私達はここにありますように、どうして自分にはこんな苦しい環境が出てくるのだろうと、人生を呪いたくなることもあるでしょうが、高い立場から見ればそれは、自分の魂を進歩させるために必要なことであったのだと後で気がつくことが多いのです。ですから私達は、どんなことが起ころうとも「私の人生は絶対によくなるより仕方がないのである。」と、断乎として自分自身を激励して人生の難関と見えるものを乗り越えてゆきましょう。

谷口雅春先生は、自動車が道路の上を走ることが出来るのも、洋服を縫うことが出来るのも、摩擦があるからですよと話をしてくださいました。味わい深いものがあります。また、極楽浄土は蓮の華の上に座禅を組んで瞑想に耽っている佛さまを想像する人があるかも知れないが、神想観の三十分でも辛抱出来なくてジーッと蓮の華に座することは苦痛で地獄でしょうねと言って聴衆を爆笑させられたことがありました。ですから現象は変化しながら無限向上するので素晴らしいものであることを教えてくださったのです。自然界も春夏秋冬と変化しながら発展して行くものです。では次ぎに進みます。

「人をぶん殴るような尖った心を起こしていると、自分もぶん殴られたりしますね。そしてぶん殴られることによって、なるほど自分が尖った心を起こしていると、こんな痛い目をしなければならないのかと云うことが分かるのであります。それによってその環境を、自己反省のための鏡として、『ああ、こういう心を持っているのはいやだなあ』という気持ちになり、一段魂が進歩すると、その環境という学校を卒業して環境がスーッと変わるのであります。」(同書228頁)

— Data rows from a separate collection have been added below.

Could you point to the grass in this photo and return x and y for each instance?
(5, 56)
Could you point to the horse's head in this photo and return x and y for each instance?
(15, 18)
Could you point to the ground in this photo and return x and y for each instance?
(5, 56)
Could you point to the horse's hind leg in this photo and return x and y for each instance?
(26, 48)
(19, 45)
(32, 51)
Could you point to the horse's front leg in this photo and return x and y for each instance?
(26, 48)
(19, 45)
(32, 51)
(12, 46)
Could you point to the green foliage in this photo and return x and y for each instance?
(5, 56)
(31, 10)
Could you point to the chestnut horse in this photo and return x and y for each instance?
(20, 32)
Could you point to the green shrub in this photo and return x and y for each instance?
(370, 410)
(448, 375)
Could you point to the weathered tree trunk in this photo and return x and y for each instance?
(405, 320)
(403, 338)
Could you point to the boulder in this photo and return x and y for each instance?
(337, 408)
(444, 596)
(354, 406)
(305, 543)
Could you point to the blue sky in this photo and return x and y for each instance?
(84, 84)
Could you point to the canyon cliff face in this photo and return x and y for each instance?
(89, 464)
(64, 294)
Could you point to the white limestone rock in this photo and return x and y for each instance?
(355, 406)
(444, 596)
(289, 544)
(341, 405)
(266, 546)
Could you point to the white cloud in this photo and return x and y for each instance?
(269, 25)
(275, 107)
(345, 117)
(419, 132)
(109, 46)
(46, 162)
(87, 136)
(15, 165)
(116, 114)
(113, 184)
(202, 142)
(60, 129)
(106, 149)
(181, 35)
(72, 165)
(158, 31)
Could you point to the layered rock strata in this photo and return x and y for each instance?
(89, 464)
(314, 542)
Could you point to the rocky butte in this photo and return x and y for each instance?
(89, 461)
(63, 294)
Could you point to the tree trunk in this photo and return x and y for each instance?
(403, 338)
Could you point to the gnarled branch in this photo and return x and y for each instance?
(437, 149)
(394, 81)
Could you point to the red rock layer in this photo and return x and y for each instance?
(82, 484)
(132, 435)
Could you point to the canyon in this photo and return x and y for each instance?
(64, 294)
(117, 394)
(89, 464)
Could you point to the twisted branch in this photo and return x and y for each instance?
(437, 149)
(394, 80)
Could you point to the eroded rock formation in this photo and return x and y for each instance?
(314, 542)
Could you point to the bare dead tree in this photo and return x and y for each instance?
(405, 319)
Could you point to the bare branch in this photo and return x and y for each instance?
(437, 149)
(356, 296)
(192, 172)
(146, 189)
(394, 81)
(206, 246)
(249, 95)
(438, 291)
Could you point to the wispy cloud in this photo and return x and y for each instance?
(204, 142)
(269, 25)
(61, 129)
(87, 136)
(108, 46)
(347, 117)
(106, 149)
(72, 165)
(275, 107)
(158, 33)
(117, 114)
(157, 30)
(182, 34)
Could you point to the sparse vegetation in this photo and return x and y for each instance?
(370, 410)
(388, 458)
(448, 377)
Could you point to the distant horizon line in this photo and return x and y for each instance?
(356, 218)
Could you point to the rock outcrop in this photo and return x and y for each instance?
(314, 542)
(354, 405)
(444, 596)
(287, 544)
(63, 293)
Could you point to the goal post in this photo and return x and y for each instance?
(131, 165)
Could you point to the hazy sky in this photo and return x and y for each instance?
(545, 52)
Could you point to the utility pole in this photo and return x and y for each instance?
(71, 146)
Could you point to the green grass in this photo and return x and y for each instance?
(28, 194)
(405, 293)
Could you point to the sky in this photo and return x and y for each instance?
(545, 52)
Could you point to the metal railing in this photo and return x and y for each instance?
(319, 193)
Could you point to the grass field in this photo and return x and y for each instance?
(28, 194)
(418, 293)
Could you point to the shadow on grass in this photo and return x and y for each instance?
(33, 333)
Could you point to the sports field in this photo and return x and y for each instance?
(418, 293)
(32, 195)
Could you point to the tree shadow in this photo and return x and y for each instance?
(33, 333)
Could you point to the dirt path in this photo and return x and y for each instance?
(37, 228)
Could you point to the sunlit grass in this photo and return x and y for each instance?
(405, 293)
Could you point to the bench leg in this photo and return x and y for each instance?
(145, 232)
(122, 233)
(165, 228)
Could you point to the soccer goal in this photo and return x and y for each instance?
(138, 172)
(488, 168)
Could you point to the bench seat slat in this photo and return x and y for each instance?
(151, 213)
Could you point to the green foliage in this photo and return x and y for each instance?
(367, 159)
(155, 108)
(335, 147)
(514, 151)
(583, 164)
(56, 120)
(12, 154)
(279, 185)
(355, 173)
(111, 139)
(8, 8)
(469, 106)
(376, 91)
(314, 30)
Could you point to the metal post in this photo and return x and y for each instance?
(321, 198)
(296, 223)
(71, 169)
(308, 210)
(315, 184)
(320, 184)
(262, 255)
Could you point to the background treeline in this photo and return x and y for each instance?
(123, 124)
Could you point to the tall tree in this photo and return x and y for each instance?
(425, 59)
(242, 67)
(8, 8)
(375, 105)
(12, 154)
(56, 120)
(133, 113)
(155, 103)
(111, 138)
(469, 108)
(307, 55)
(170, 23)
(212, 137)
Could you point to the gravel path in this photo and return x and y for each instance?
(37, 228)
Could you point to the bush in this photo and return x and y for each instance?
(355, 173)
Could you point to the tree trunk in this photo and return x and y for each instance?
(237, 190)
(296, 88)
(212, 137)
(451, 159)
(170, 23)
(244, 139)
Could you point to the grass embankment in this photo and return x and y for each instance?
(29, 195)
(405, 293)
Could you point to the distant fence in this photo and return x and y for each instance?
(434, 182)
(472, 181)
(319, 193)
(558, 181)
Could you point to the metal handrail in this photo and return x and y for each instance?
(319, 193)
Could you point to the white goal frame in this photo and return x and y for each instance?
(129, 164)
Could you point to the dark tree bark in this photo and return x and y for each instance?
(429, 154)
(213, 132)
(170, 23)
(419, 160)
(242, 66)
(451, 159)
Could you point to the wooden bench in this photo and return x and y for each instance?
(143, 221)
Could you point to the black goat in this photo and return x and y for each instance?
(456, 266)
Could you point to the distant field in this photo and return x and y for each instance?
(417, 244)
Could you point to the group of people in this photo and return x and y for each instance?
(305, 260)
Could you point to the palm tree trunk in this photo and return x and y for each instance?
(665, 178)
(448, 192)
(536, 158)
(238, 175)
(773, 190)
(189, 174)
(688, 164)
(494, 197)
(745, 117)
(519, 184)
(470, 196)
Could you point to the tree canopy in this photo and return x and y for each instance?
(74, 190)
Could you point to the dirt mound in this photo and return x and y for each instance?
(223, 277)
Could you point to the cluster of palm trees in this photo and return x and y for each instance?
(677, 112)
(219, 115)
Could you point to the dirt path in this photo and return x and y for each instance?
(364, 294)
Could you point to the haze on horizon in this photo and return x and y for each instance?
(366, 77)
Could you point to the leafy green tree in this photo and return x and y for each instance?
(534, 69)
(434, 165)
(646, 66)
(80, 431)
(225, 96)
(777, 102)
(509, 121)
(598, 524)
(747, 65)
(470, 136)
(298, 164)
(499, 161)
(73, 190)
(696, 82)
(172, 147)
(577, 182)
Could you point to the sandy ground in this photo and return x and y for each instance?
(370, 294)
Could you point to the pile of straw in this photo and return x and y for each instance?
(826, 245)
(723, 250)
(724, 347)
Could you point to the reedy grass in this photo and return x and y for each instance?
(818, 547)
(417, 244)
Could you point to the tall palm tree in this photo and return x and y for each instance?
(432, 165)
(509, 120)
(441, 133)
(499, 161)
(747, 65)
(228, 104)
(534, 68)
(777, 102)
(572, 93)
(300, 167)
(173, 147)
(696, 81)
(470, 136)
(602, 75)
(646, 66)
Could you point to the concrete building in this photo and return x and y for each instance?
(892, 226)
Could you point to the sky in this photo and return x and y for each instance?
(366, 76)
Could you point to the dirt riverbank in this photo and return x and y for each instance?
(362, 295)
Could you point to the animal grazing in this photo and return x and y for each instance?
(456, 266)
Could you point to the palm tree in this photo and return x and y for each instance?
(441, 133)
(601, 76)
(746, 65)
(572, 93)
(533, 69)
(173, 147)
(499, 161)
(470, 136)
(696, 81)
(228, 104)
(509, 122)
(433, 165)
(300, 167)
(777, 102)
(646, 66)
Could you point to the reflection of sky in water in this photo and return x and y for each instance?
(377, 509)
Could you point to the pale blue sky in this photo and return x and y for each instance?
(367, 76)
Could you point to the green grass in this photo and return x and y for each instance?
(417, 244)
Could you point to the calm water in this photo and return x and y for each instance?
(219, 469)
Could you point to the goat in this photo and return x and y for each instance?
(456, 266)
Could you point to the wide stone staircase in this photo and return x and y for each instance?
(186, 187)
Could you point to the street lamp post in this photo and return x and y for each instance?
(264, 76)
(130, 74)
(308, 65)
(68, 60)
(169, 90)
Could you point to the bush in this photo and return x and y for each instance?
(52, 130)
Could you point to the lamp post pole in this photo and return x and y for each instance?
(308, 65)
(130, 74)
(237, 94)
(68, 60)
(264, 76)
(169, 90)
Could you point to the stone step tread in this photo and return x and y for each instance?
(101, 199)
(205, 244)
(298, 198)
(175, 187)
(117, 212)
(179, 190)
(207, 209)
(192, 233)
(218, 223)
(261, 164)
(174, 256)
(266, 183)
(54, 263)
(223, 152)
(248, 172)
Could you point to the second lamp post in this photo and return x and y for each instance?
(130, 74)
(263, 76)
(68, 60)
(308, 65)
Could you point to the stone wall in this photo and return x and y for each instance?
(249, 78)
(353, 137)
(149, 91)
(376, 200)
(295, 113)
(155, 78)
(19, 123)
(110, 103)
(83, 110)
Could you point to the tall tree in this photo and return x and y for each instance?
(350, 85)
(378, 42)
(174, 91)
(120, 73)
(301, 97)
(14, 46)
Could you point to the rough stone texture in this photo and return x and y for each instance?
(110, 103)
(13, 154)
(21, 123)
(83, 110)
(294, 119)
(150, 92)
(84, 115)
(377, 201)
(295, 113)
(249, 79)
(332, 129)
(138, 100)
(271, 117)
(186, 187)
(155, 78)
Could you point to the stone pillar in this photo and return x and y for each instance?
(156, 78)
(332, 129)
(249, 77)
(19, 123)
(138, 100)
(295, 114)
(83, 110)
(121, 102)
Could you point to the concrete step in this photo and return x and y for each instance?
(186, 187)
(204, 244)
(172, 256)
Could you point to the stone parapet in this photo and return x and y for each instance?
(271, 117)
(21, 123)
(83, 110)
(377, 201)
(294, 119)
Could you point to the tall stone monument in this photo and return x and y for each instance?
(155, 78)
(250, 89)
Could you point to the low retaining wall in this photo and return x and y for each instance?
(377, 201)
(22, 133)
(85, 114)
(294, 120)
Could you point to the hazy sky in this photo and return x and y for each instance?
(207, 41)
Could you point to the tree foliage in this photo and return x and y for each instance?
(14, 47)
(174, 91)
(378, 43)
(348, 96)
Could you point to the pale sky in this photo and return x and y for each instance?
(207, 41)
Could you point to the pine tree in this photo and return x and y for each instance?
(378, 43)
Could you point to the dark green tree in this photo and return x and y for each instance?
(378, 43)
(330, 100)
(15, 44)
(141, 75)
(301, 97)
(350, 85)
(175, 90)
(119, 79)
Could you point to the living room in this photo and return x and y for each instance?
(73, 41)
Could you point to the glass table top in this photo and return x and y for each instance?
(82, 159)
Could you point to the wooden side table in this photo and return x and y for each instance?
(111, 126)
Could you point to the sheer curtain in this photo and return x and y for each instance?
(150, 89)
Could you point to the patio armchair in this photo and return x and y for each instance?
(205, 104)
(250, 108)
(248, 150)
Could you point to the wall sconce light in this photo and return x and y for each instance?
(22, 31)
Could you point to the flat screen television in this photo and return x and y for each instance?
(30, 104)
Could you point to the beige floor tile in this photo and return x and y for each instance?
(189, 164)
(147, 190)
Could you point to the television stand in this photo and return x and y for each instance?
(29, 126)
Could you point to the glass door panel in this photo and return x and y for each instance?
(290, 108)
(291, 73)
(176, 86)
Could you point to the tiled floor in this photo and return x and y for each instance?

「立ち向かう人の姿は、鏡なり。おのが姿をうつしてや見ん」という言葉もあります。「環境は心の影」とも云われます。私達は、人間の本質を正しく教えられ学んでいます。この人生学校に入学することができ、色々なことを学んで魂の向上を目指しています。私達は生命の兄弟姉妹として、おたがいに励まし合い、助け合って、無限向上の道を歩みつづけましょう。神様が「汝ひとりならば、われとともに二人と思え。汝二人ならば、われとともに三人なりと思え」とおっしゃっておられます。大いなる神の御手に支えられ護られて前進・前進・また前進で力強く、みこころの天になる世界をこの地上に顕現すべく活動を続けてゆきましょう。「われ祈れば、天地応え、われ動けば宇宙動く」です。私達は人生を神さまと共に力強く歩む逞しき神の子です。神様の祝福が天降りますようにお祈りいたします。